Lisa Lyon, a financial advisor with Roseville, Minn.-based Ehlers & Associates, told the committee that without redevelopment the area would generate $8.7 million, not enough to repay costs of building a 500- to 600-car garage as the committee has planned. The dollar figures are not adjusted for inflation.

The superblock area resides in the village’s Downtown TIF District. Tax Increment Finance Districts draw a line on property tax receipts created by properties within the district when the TIF is created, freeing any additional tax revenue–referred to as increment–to fund infrastructure improvements, developer incentives, or other specific costs.

Lyon said roughly 60 percent–about $10 million–of the projected revenue could be obtained near the beginning of the three-phase plan through bonds, which would be repaid with increment created by more valuable buildings paying higher tax bills.

Lyon will tweak her calculations based on a final draft of the committee’s recommended redevelopment plan which it finalized last night at what was likely its last meeting. The ad hoc committee, comprising mostly chairpeople of village commissions, was charged with recommending a plan on the “superblock” to the village board, including how to proceed with a purchase agreement on the Colt Building.

When she presents her final report to the village board, it will contain information on how close the plan comes to the target ratio of 1-to-7 public-to-private funds identified in the Greater Downtown Master Plan. Trustee Ray Johnson, an ex-officio member of the committee, asked for the information.

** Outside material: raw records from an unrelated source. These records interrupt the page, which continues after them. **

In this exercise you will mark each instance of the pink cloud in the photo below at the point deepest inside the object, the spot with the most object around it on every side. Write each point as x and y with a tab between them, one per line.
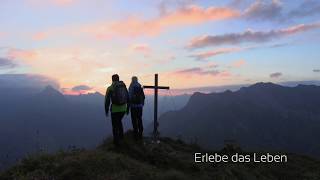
134	26
143	48
52	2
276	75
40	36
63	2
208	54
21	54
239	63
249	36
202	71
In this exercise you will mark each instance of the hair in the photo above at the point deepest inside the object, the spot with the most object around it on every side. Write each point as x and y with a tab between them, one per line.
134	79
115	77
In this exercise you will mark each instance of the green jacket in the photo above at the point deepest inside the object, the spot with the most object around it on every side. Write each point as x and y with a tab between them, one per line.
114	108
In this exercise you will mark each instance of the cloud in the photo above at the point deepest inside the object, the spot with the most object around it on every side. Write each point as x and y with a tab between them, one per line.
249	36
274	11
208	54
199	71
210	70
263	10
30	81
143	48
276	75
21	54
307	8
239	63
52	2
81	88
132	27
7	63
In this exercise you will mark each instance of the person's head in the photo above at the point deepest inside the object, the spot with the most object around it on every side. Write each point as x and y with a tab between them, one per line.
134	79
115	78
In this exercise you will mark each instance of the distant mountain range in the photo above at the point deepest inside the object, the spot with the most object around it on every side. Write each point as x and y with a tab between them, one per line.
33	120
263	116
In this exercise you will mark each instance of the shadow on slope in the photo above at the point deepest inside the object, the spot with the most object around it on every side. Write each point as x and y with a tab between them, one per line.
171	159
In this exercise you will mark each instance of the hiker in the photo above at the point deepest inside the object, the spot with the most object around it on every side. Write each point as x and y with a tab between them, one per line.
118	94
136	99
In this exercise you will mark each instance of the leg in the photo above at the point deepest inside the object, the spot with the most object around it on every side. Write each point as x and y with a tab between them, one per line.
140	124
115	128
121	114
134	121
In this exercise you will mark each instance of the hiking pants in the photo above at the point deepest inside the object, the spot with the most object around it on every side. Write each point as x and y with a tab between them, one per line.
136	118
117	128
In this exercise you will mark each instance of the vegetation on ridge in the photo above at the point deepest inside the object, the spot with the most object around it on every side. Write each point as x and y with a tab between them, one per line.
171	159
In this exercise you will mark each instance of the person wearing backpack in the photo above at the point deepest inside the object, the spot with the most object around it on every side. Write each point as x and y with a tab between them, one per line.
117	93
136	99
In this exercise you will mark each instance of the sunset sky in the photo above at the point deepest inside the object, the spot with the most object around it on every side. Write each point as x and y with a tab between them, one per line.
190	43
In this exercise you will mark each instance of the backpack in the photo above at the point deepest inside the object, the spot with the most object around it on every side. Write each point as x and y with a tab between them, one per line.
119	93
137	95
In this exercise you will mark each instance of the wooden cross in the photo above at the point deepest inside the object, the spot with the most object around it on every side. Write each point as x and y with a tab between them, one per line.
156	87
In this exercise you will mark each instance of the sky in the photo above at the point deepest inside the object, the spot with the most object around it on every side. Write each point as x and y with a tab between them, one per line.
189	43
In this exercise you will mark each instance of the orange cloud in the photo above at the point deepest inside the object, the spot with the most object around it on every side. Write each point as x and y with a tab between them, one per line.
249	36
21	54
40	36
52	2
239	63
63	2
208	54
143	48
134	26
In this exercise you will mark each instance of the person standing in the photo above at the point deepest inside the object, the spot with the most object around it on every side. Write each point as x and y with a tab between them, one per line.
136	99
117	93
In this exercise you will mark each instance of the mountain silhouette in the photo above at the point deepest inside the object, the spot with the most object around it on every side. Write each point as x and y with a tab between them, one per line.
34	120
171	159
264	116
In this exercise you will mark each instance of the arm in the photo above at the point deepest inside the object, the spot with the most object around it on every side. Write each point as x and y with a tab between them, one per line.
143	95
107	101
128	100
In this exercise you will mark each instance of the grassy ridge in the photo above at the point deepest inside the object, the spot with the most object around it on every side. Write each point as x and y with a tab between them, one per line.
171	159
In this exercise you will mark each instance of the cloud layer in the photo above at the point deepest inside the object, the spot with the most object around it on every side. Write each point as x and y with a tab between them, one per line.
249	36
6	63
134	26
208	54
276	75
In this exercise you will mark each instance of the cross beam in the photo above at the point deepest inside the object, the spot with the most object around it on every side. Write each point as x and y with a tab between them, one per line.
156	87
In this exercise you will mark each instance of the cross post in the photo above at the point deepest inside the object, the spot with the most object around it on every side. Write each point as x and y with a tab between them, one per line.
156	87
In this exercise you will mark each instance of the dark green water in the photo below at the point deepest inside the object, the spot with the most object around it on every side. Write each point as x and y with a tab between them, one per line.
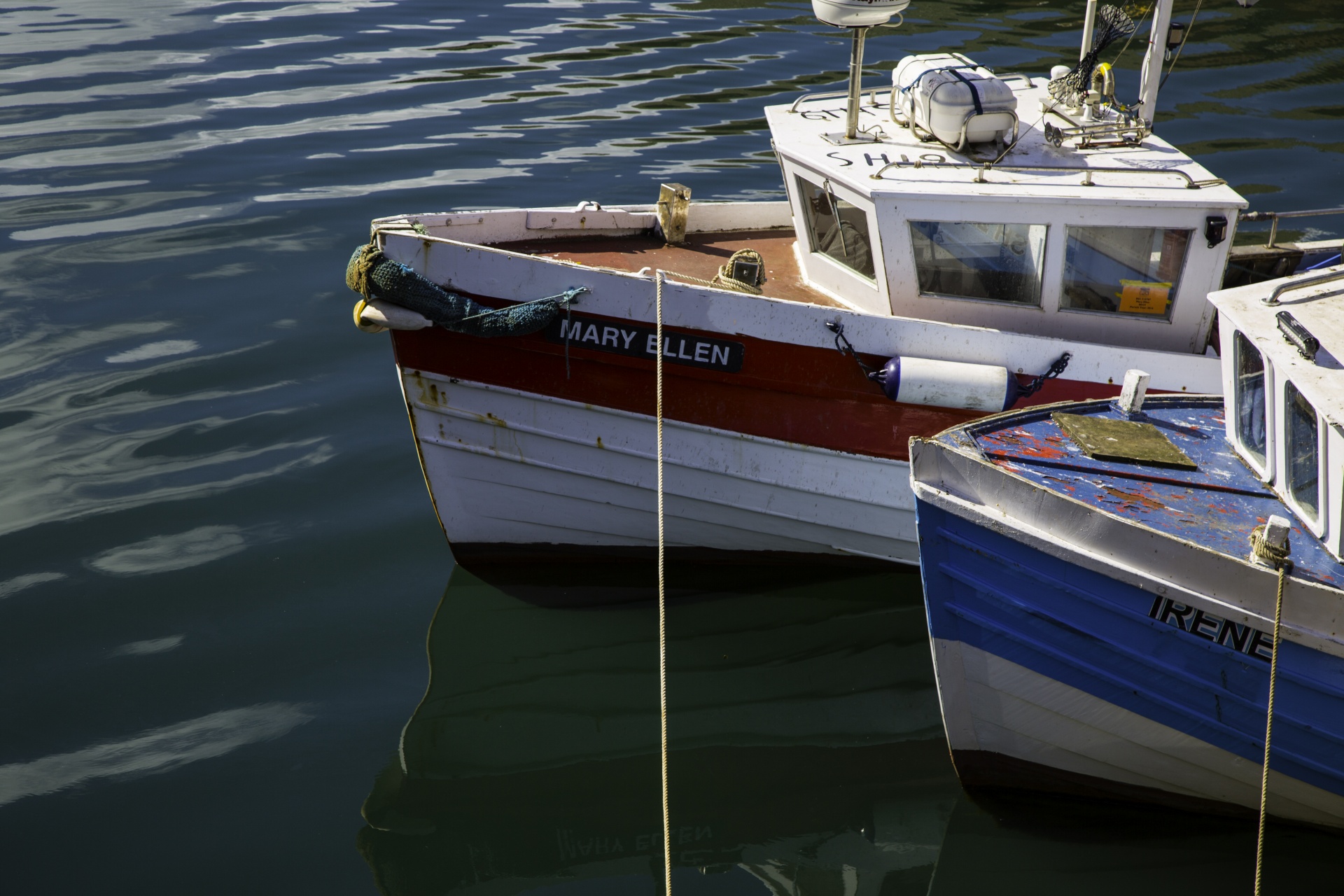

The committee finished its discussions on what to recommend to the Oak Park village board at Oct. 20 and Oct. 27 sessions, much of which will not depart greatly from its major decisions arrived at last week: to sacrifice the Colt Building in favor of saving other historic buildings, creating a new north-south road connecting Lake Street and North Boulevard, and opening Marion Street to vehicular traffic.

Its presentation will come in three forms–a map roughly showing which properties would preferably be kept and which are up for redevelopment, a memorandum providing context for the committee’s decisions and highlighting the complexity of certain issues, and in-person feedback at the meetings.